Квартет у нас за спиной продолжал играть, с разных сторон доносились хлопки, а он прижимал меня к себе, и если бы мое сердце все еще было покрыто корой, оно бы наверняка разорвалось еще раз.
Помощник
За считанные дни он превратил мою жизнь в кошмар. Он изводил меня шумом – стучал по трубам, звонко топал в пустом коридоре и тоскливо вздыхал по ночам. В кухне перегорели все лампочки, пульт от телевизора потерялся, а флакон моих любимых духов упал в ванной на пол и разбился вдребезги. Компьютер жил своей собственной жизнью – с легким шорохом включался вечером и ласково шелестел до утра. Я перестала его заряжать, но это не помогало: аккумулятору больше не было никакого дела до электричества.
А во вторник, когда я вернулась с работы, он по-хозяйски сидел в моей кухне на подоконнике и болтал ногами – маленький такой мужичок, ростом с обыкновенную детскую куклу. Видели уродливых резиновых пупсов со сморщенными личиками и вытаращенными глазами? Физиономия у мужичка была такая же сморщенная, глазки прятались под густыми бровями, на голове – помятая зеленая шляпа, на ногах – крошечные лапоточки.
Когда я застыла в дверях, он потер свои сморщенные ручки и вежливо сказал:
– Ну здравствуй, хозяюшка!
Говорил он звучно и нараспев – так разговаривают умудренные жизнью старики в спектаклях по пьесам Островского. Я смотрела на мужичка, а мужичок – на меня. Глазки у него были маленькие и хитрые.
– Ты кто? – спросила я.
Мой гость тяжело вздохнул, как будто моя глупость глубоко его ранила, и погладил хрестоматийную бороду – густую, окладистую, с проседью. Вопрос действительно был бестолковый. Без этого вопроса вполне можно было бы обойтись – ясно же, что домовой. Таким его на всех картинках рисуют. Но одно дело – знать, как выглядит домовой на картинке, и совсем другое – видеть его рядом с мультиваркой на подоконнике собственной кухни.
– Что же, ты, хозяюшка, сама не догадалась? Или не рада меня видеть? – вкрадчиво спросил мужичок.
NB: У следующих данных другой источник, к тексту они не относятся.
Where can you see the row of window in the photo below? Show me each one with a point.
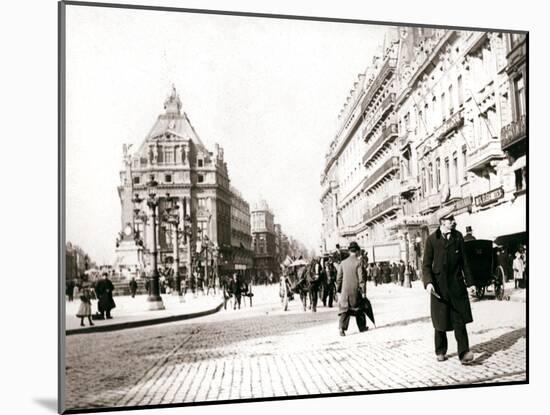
(433, 175)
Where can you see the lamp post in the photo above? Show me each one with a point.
(173, 218)
(407, 267)
(154, 299)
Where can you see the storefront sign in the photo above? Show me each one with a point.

Я щелкнула выключателем – без толку, лампочки опять перегорели. Я закрыла глаза, сделала глубокий вдох и досчитала до десяти – мужичок по-прежнему сидел на подоконнике и болтал ногами. Я перекрестилась – он даже запрыгал на месте от удовольствия. Я ущипнула себя за руку, помотала головой, похлопала ладонями по щекам – мужичок зевнул. Похоже, все это ему надоело.
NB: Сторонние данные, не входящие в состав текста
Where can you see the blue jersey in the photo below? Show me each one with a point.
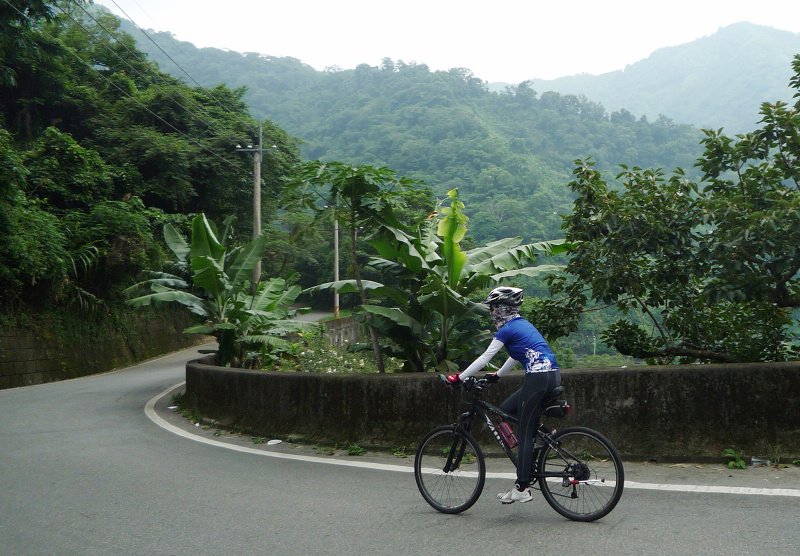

– Я твой помощник, хозяюшка. Поняла? – громко заорал он. – Буду наводить здесь порядок! Буду пользу тебе приносить!
В руках у домового оказался пульт от потерянного телевизора, а в следующую секунду мужичок вдруг подпрыгнул и с размаху бросил пульт на пол. Пластмассовые обломки весело запрыгали по каменным плиткам, батарейки раскатились по углам.
В тот злополучный вечер моя нормальная жизнь кончилась раз и навсегда.
Домовой опустошил мои кухонные шкафчики и холодильники: сожрал все, что лежало в морозилке, рассыпал по полу чипсы, искорежил консервные банки. Единственное, что его не заинтересовало, – это рис, сырые овощи и замороженные креветки. Он порвал в клочья мои свитера и джинсы, а несколько маек вымазал майонезом и кетчупом. Он отковырял у телевизора провода и испортил компьютер: ноутбук стал безнадежно зависать, большая часть сайтов на нем попросту не грузилась, и он по собственной воле рассылал от моего имени сообщения на незнакомые сайты. Когда вечером приходил в гости мой любимый мужчина, домовой пачкал его одежду, вытаскивал из ботинок шнурки и выбрасывал в окно ключи от машины. И мой любимый перестал приходить.